Ariana, as discussed in our recent phone conversation, I’m sending my first marital condition.

Condition #1: Absolutely, positively, unequivocally no secrets.

August 7, 2008

Dante's Contract Marriage by Day Leclaire“I hate secrets.”

Lazzaro Dante made the statement so emphatically that it caused Ariana Romano to fall silent. Honesty compelled him to admit to himself that he hated secrets almost as much as he hated The Inferno—a myth his family considered a reality. The Inferno, or rather what his brothers and their wives perceived as some nebulous and fiery connection between soul mates that struck at first touch, had recently formed an exclusive club to which all his family members belonged, except him. As far as he was concerned, the family “curse” didn’t exist, and nothing anyone could say or do would change his mind. Ever.

He could hear his fiancée’s breath catch through the phone line and sensed her searching for an appropriate reply to his pronouncement. “I realize we’ve never met, but you are aware you’re marrying a woman, yes?” she asked. “Secrets and women go together like handbags and heels.”

Her comment caught him off guard. Perhaps it was the way she said it, with a hint of gentle humor sweeping through her odd accent. Her English, which she’d acquired from her British grandmother, carried the upper-crust echo of tea and crumpets and combined with the sunny warmth of her native tongue, an Italian lilt that orchestrated her every word.

“And you do realize I’m not Marco, right?” he reminded her.

“Your brother has explained as much,” she replied with far too much equanimity. “He’s visited us many times on Dantes business and says that despite being twins, the two of you are as different as night and day.”


“For instance he’s charming and you are not.”

Lazz straightened in his chair. “I’m logical.”

“He is amusing.

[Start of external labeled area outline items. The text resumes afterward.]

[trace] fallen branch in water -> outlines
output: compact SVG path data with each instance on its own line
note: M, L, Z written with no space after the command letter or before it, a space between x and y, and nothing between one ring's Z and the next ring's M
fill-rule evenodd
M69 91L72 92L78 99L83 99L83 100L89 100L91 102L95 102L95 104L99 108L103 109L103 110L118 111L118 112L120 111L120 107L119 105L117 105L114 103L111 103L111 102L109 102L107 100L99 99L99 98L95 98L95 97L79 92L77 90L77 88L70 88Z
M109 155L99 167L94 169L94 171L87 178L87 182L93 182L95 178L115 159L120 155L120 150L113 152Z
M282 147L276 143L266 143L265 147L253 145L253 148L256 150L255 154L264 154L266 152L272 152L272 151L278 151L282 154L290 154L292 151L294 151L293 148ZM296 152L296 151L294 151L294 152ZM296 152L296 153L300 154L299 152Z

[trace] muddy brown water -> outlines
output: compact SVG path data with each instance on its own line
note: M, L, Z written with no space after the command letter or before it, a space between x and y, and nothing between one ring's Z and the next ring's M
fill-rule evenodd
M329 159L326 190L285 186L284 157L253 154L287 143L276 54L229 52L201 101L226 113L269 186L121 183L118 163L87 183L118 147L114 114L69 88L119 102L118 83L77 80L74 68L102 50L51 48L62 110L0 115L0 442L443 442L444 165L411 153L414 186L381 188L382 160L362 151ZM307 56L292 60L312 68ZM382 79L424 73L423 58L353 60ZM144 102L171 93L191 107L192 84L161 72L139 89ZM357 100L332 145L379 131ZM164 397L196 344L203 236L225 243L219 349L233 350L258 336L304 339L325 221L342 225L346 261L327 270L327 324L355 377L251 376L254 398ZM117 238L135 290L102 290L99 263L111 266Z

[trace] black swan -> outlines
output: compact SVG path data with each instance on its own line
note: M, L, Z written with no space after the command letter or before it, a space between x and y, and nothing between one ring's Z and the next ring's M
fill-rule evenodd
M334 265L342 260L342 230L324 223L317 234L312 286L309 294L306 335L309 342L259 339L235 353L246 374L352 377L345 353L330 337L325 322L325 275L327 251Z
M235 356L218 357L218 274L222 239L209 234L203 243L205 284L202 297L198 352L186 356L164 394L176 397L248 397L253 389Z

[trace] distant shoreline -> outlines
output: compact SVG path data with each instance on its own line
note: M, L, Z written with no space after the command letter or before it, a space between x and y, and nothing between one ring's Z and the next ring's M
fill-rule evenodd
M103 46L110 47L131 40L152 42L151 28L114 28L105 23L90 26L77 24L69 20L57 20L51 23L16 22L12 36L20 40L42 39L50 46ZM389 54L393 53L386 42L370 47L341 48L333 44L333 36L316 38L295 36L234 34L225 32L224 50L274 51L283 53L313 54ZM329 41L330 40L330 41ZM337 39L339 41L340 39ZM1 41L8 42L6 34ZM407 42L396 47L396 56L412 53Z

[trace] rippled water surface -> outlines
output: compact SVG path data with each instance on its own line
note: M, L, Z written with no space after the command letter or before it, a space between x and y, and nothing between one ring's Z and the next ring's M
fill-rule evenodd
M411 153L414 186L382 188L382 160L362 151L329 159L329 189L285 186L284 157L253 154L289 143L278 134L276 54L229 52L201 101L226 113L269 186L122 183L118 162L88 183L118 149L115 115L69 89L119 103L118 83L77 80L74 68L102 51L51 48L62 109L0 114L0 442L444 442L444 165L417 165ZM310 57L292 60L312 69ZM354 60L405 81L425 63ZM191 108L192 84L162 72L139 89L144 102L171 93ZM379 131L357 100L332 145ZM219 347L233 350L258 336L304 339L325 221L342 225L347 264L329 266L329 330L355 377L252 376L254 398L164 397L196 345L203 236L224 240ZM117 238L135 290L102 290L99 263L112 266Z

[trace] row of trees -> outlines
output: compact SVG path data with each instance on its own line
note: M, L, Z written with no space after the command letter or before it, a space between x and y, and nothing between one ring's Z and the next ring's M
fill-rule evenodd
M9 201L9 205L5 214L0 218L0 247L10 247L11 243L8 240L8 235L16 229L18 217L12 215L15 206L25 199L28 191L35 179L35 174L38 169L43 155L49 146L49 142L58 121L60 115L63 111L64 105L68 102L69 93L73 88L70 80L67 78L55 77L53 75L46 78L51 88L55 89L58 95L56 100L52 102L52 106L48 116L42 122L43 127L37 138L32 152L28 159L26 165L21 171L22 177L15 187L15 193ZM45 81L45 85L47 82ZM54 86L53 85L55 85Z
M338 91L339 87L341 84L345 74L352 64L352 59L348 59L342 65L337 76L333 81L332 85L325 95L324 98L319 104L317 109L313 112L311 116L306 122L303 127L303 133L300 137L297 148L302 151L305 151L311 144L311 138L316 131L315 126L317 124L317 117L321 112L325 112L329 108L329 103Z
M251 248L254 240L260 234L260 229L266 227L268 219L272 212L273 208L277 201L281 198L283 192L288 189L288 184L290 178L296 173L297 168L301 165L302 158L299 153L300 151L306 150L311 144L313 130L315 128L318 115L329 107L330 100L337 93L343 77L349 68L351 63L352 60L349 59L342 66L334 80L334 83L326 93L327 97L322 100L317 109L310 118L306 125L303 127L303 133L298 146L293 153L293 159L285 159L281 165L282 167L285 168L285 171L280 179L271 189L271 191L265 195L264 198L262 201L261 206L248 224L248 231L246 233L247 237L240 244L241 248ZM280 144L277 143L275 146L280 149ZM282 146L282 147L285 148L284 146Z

You not so much. I believe that is the way Marco puts it.”

“When I see my brother, I’ll be sure to explain precisely where he can put it.”

If she heard the muttered comment, she didn’t respond to it. “Marco is also handsome and intelligent and kind. Not to mention an excellent kisser.” A pregnant pause followed the pronouncement. “Should I expect my future husband to be none of those things?”

He locked on to the most vital portion of her comment. An irrational anger exploded in him, an emotion far out of proportion to the situation. Not again, an insidious voice whispered. No way would he share another woman with his brother, especially not someone he planned to marry.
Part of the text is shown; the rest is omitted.